What This Stack Does
This stack addresses the reproducibility crisis in AI development where teams cannot reliably recreate training conditions because the underlying data changed between runs. Dolt serves as the versioned data store where every dataset modification is committed with full Git semantics. Teams branch datasets to experiment with different preprocessing strategies, diff branches to understand exactly which rows changed, and merge validated modifications back to the main branch.
Versioned Data and Unified Ingestion
Dolt anchors the stack as the single source of truth for structured training data. Its MySQL wire protocol means existing data engineering tools connect without modification. Data scientists use familiar SQL to query, transform, and audit datasets while the database automatically tracks every change. When a model's performance regresses, the team can diff the current training data against the version used for the previous successful training run to identify the exact rows that changed.

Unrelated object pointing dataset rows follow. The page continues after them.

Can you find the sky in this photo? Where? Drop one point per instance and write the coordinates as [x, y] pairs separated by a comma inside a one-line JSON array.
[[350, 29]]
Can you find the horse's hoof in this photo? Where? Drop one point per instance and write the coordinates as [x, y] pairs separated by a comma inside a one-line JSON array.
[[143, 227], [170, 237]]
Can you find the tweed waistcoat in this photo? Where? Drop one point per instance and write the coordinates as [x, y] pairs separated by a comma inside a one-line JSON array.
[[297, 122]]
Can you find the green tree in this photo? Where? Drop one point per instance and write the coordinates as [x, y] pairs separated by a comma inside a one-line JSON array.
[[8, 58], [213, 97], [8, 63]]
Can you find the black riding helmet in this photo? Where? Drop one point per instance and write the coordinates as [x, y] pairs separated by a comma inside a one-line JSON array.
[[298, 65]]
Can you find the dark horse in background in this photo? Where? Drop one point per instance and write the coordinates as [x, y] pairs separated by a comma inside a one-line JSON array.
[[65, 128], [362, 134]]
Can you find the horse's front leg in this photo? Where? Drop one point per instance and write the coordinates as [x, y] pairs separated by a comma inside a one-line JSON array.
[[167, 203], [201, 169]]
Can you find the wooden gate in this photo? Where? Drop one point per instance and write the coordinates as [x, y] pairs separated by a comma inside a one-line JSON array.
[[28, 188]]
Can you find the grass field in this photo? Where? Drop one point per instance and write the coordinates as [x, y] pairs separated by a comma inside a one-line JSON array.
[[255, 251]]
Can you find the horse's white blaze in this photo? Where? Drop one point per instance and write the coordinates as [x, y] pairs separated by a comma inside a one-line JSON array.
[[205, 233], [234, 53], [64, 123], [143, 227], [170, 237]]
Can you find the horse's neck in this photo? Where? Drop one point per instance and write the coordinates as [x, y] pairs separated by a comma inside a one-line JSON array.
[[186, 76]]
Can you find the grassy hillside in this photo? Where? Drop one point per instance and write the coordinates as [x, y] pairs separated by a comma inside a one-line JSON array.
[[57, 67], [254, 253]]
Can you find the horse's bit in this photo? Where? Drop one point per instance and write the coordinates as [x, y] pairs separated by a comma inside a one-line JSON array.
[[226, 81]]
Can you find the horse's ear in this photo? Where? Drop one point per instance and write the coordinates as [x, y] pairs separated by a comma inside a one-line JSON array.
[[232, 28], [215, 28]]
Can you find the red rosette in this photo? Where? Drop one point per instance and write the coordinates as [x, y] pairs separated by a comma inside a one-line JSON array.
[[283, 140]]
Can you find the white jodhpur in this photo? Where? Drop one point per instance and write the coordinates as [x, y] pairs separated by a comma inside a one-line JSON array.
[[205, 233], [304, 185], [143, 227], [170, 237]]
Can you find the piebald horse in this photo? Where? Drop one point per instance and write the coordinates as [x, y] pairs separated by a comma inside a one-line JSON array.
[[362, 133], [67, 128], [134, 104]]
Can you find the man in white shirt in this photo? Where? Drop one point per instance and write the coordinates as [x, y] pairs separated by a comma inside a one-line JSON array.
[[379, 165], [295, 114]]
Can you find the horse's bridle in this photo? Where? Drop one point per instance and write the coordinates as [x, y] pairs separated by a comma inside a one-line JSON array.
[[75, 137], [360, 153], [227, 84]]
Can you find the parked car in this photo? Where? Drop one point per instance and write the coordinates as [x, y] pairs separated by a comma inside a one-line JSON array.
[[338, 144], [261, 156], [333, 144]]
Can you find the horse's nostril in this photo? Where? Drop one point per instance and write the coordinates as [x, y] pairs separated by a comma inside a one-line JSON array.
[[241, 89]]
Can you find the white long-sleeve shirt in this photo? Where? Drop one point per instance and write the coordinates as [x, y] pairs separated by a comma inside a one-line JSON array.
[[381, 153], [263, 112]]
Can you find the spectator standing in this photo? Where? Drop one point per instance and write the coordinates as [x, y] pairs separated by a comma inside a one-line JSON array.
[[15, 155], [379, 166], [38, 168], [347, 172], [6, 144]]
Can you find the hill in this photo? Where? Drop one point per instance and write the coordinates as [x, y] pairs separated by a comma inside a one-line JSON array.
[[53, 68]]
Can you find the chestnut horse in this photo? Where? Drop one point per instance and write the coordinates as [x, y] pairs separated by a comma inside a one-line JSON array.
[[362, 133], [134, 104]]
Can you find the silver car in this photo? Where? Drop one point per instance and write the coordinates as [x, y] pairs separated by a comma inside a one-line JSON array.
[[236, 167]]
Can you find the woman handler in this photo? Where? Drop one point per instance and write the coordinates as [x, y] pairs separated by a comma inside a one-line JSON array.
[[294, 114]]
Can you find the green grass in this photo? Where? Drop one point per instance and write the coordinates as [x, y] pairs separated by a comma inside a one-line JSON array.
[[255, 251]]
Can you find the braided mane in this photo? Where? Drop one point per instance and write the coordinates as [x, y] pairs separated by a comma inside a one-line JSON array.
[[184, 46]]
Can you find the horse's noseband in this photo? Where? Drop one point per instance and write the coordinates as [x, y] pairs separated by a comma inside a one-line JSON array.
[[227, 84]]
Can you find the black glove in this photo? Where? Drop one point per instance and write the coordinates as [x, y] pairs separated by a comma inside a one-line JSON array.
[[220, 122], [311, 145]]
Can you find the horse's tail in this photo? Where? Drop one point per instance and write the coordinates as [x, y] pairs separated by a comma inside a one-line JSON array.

OpenBB feeds the stack with financial and market data from over 100 providers through a unified Python SDK. For teams building fintech AI models, OpenBB normalizes data from disparate sources into consistent formats that Dolt can version. Each data pull is committed with metadata about the source, timestamp, and provider, creating a complete provenance chain from raw market data through to the model that was trained on it.
Evaluation and Branch-Per-Experiment Workflow
SWE-bench provides the evaluation harness for measuring how code generation agents perform across dataset versions. Teams can branch the training data, retrain or fine-tune their agent, and run SWE-bench evaluations to measure whether the data change improved real-world software engineering task resolution. This creates a tight feedback loop between data curation and agent capability measurement.
The workflow follows a branch-per-experiment pattern. A data scientist creates a branch, applies a preprocessing change, commits it, runs training on the branched dataset, evaluates results, and submits a pull request on DoltHub if the change improves model performance. Reviewers inspect the row-level diff, verify the preprocessing logic, and merge. The main branch always contains the team's best-validated training data.
The Bottom Line
All tools in this stack are open-source. Dolt is Apache 2.0, OpenBB is Apache 2.0, and SWE-bench is MIT. The managed offerings — Hosted Dolt and OpenBB Enterprise — provide team features for organizations that need SLA guarantees and dedicated support. The stack runs entirely self-hosted for teams with privacy requirements around training data.